Erdoğan Ege'de karar verici güç olduğunu göstermeye çalışıyor. Ancak Türkiye adına işler hiç de olumlu ilerlemiyor. Başta Fransa, Mısır, İsraili ABD ve AB;  Yunanistan ile Kıbrıs Cumhuriyeti'nin yanında yer alan bir pozisyon belirlemiş durumdalar.

Avrupa Birliği, Almanya'nın frenlemesi ile Türkiye'ye karşı tavrını şimdilik sertleştirmeden soğuk kanlılıkla iki ülkeye diyalog kurmaları yönünde çağrılar yapıyor. Ama Erdoğan ve hükümetinin eylemlerini tırmandırmaya devam etmesi halinde AB de biraz daha sert bir tutum alabilir. Erdoğan, böyle devam ederse ekonomik olarak ülkenin yüksek bir bedel ödeyeceğinin farkındadır. Akdeniz'de askeri bir çatışmayı gerçekten göze almayacaktır. AB'nin Türkiye'ye daha güçlü bir gümrük birliği anlaşması ve mülteci anlaşması sunmasının tek yolu artık Akdeniz'deki bu gerilim. AB'nin beklediği demokratikleşme adımlarını atmadan avantaj sağlamaya, olabilecek en fazlasını demokrasi adına hiçbir adım atmadan almaya çalışıyor. Avrupa'nın yaptırım uygulayarak Türkiye'nin kendisinden uzaklaşmak istemediğini düşünüyor, ki bu da yanlış değil. Fakat Avrupa'nın da Türkiye gerilimi tırmandırdıkça eli kolu daha çok bağlanıyor. Bu da AB'yi yaptırım uygulama kararı almak zorunda bırakabilir.
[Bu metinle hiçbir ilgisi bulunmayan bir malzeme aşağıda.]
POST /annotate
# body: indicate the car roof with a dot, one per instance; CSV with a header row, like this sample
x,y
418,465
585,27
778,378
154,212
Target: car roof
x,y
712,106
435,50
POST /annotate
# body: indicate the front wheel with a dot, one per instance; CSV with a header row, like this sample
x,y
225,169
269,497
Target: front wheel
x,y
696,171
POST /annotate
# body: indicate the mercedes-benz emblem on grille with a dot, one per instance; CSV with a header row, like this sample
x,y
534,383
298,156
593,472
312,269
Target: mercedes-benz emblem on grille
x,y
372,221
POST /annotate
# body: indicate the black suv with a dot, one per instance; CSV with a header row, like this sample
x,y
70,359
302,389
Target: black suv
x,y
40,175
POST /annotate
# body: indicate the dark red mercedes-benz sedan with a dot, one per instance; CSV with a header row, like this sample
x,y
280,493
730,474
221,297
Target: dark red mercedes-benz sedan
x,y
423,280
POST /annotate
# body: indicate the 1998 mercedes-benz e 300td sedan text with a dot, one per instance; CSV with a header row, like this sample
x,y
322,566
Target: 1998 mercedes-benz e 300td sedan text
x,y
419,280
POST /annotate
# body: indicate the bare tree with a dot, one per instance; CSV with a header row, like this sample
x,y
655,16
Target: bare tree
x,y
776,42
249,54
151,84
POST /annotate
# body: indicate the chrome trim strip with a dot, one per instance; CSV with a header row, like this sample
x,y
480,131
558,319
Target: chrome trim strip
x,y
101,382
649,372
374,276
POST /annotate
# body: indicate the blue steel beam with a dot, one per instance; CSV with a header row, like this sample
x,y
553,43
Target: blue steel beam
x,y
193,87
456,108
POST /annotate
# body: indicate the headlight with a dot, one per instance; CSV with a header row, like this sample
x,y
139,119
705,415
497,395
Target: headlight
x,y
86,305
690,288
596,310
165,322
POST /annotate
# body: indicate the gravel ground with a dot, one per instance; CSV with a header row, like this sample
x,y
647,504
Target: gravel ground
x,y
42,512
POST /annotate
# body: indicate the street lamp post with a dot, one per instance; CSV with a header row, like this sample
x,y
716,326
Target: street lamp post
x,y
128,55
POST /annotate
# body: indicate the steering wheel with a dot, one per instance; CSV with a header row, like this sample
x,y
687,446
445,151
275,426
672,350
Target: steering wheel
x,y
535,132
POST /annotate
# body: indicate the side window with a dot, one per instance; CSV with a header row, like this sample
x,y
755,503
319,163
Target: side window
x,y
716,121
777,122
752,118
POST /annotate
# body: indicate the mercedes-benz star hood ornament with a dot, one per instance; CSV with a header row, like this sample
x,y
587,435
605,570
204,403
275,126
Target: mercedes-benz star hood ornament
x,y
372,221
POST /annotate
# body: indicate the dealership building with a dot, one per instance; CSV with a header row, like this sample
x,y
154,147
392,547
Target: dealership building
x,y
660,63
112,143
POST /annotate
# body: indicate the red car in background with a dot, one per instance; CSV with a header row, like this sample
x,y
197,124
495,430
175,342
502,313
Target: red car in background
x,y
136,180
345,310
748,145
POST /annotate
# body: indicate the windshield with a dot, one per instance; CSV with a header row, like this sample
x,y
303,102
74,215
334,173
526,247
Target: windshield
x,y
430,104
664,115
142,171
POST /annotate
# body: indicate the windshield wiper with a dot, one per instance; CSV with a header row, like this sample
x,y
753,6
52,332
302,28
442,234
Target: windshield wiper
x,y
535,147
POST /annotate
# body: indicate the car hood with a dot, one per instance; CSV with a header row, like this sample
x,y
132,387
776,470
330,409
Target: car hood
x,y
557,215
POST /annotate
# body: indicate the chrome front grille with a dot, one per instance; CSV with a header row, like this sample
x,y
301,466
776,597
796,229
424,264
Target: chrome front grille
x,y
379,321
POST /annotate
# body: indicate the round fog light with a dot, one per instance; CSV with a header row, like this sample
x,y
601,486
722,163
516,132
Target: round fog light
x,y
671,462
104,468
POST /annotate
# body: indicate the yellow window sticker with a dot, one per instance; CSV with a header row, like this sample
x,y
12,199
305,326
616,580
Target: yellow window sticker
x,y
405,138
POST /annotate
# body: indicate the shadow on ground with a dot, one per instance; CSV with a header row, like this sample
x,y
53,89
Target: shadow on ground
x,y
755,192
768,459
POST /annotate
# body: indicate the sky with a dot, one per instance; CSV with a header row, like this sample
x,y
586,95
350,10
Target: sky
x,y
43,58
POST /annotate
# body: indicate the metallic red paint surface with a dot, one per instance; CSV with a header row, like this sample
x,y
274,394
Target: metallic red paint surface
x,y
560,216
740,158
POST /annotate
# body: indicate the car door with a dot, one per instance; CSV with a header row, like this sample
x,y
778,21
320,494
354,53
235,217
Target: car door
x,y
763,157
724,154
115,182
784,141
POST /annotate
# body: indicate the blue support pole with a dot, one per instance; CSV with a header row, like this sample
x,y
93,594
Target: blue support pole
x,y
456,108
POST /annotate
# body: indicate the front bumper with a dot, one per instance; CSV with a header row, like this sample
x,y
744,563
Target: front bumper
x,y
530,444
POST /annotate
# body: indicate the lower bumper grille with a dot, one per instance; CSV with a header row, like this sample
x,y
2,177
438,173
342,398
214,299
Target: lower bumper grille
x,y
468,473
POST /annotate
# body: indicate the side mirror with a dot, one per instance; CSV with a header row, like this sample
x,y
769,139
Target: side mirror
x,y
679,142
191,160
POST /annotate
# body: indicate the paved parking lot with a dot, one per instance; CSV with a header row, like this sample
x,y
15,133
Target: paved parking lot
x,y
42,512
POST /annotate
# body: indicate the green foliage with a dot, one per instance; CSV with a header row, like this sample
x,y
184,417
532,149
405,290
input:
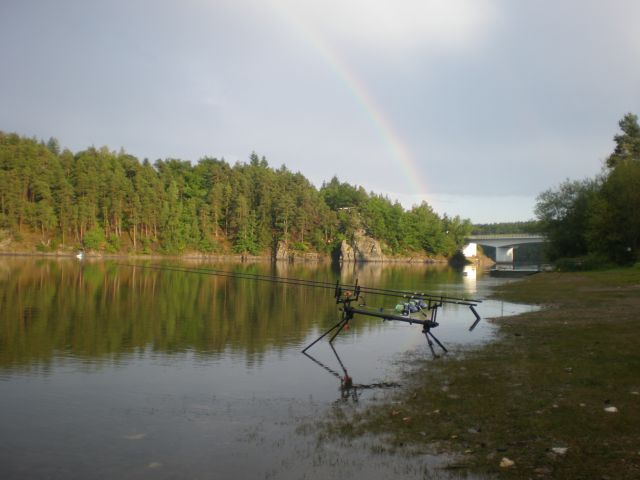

Herkesin kabul ettiği bir konu var, o da Merkel'in Erdoğan'ı etkileyebilecek tek lider olduğu. Almanya'nın şu anda AB Konseyi Başkanlığı'nda olması AB'yi biraz daha rahatlatıyor. Türkiye'nin Akdeniz konusunda Libya dışında doğru dürüst destekçisi yok. Ekonomisi çok kırılgan olduğu için de AB'nin uygulayacağı hiçbir ekonomik yaptırımı kaldıracak durumda değil. Erdoğan ve hükümetini Akdeniz'de tek başına kaldığı bu pozisyondan daha çok itibar kaybetmeden kurtarabilecek tek hamle AB'ye yüzünü dönmesi ve Merkel'in sunacağı çözüm önerilerini kabul etmesi olacaktır. Ankara'nın Akdeniz'de politikası artık daha çok su almayı kaldırmaz, batar.